Looking back in 1981, Biden said he had been persuaded to evolve by his fellow lawmakers.
“I have been made a believer over the last nine years in the Senate,” he said. The teachings of economists, he continued, had made him reluctant to listen to his Republican colleagues about the dangers of deficit spending, particularly when he was just an impressionable 29-year-old “not too long out of college.” But eventually, he was worn down. “As I listened over the years in this body, I became more and more a believer in balanced budgets,” he said.
Following what he termed an “olive branch” from Reagan — a spending freeze that also raised taxes — he linked arms with two Republican colleagues on the Senate Budget Committee to introduce his own freeze proposal in 1984. Acknowledging it would be labeled “draconian” (“I don’t know how to do anything else than bring it to a screeching, screeching halt,” he said), Biden’s plan cut $239 billion from the deficit over three years, almost $100 billion more than even Reagan’s proposal, and proposed doing it partly by eliminating scheduled increases for Social Security and Medicare beneficiaries. It would, he said, “shock the living devil out of everyone in the US Senate.”
Biden indulged in doomsday predictions to sell the measure, warning that letting deficits go untamed would “allow the economy to come crashing down” and lead to “an economic and political crisis of extraordinary proportions” within twelve to eighteen months. As bemused commentators would note decades later, it was all straight from the playbook of Tea Party darling Paul Ryan, the Ayn Rand-worshiping congressman from Wisconsin who was bent on taking a meat cleaver to Medicare and Social Security. When Biden ran directly against Ryan for vice president in 2012, he warned voters Ryan was a threat to their hard-earned entitlements.

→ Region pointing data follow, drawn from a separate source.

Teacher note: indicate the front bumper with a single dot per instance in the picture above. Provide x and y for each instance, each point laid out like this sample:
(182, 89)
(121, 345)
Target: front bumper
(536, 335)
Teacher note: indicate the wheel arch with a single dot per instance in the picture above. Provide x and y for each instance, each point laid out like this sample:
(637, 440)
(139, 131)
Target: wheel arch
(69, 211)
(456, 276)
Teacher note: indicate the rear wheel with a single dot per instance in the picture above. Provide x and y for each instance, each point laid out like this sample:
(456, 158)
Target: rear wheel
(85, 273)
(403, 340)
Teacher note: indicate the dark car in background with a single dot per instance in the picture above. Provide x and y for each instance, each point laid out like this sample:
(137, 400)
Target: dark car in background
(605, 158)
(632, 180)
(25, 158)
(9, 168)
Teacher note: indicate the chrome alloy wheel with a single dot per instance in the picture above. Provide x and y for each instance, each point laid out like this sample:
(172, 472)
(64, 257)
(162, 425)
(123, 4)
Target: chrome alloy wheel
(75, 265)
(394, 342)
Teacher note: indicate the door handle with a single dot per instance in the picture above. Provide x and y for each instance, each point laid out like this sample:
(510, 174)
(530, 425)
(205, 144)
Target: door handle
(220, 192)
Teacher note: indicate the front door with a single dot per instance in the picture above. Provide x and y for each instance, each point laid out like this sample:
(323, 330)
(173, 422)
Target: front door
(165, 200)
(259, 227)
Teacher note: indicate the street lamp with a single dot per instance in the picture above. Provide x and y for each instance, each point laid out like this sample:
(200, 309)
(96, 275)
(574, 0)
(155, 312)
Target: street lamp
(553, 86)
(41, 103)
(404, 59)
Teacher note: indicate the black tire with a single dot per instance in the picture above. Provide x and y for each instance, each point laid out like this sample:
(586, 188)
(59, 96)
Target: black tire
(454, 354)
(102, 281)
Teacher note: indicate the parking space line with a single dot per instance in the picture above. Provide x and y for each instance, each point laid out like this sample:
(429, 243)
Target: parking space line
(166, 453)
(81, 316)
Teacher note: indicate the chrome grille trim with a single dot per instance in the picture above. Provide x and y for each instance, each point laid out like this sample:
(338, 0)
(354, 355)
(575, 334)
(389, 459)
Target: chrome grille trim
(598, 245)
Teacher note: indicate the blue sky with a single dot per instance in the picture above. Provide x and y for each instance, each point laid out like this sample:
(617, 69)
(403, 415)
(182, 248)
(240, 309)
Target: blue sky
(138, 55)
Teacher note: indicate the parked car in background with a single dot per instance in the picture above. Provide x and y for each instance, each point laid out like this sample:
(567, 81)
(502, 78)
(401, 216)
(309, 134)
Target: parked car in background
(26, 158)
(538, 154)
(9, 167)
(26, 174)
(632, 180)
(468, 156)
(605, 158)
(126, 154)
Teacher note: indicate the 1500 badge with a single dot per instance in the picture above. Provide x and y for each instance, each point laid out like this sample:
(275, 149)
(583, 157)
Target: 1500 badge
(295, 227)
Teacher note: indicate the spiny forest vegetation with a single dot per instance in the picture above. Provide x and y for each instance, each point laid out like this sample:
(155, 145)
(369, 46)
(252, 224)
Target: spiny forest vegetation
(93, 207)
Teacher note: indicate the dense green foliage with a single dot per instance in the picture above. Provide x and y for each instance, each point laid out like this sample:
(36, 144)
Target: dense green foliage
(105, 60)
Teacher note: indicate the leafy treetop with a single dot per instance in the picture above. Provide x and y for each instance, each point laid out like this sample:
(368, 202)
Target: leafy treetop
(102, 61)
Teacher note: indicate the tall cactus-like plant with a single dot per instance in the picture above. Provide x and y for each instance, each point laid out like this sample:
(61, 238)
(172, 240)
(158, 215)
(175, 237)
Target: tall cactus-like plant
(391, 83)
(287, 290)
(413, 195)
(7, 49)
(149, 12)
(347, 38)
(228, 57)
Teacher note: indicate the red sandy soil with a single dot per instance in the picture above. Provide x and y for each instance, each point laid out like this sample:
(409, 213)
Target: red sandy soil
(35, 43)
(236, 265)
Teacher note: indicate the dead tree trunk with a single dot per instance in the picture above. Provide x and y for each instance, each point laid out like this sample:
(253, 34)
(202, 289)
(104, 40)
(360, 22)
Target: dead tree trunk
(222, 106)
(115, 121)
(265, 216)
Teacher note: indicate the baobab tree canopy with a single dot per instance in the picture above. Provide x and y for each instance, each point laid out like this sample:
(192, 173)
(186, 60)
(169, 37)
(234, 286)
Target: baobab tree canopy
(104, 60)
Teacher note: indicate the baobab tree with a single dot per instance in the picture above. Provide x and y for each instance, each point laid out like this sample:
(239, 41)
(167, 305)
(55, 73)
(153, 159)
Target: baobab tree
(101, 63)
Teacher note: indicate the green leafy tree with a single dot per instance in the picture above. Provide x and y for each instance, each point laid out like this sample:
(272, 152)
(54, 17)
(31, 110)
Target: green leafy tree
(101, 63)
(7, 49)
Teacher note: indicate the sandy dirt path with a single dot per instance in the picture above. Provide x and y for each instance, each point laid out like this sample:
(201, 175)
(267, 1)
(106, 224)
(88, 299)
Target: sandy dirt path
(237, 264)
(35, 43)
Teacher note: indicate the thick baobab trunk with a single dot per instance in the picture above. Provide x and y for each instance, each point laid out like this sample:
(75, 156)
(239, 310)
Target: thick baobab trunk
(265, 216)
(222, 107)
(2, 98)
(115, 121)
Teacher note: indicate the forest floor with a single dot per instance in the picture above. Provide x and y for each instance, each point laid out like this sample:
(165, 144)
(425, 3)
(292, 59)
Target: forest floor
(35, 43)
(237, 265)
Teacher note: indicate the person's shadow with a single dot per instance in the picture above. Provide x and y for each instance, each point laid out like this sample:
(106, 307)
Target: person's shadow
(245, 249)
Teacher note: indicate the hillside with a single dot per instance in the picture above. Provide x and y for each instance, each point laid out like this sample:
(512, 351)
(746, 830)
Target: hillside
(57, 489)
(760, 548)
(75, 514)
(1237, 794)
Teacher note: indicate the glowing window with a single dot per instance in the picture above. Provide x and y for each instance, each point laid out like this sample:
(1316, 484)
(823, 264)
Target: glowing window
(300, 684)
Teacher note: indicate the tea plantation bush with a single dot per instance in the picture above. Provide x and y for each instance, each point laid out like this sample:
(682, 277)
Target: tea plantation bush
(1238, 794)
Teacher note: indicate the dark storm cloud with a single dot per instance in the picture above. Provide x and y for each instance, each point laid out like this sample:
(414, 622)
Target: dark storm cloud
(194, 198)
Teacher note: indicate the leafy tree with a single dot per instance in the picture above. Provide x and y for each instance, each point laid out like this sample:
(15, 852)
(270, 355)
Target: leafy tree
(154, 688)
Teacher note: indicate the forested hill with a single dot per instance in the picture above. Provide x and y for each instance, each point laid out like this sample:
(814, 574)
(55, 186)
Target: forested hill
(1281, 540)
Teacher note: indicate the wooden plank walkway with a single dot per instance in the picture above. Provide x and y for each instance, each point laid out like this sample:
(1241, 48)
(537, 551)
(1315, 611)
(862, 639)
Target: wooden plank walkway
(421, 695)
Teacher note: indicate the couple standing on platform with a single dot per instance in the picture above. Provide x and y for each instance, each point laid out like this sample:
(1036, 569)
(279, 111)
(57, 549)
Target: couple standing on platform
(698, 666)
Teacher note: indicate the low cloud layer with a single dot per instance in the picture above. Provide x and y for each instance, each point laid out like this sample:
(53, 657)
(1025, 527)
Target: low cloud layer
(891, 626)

Though the freeze failed, it was only the beginning. Biden’s ongoing distaste for a balanced budget amendment to the Constitution didn’t stop him from introducing a similar amendment in 1984, this one tying spending to the growth of gross national product and inflation, which he referred to as a “pay-as-you-go” measure. Calling it a “much more realistic approach,” he proudly boasted that he had “literally plagiarized” it from Pete du Pont, a Republican. Later that year, Biden backed the line-item veto — an anti-spending measure cherished by Reagan and the conservative movement — and another budget measure, this one successful, requiring Congress to vote on freezing the budget for one year before it could raise the debt ceiling. His campaign then ran radio ads claiming that “cutting the deficit is more important than party differences.”
Biden’s antipathy to government spending and deficits found its most radical expression in the form of the balanced budget constitutional amendment, which he had viewed as laughable and dangerous in previous decades. But with the advent of the 1990s, he now warmed up to it.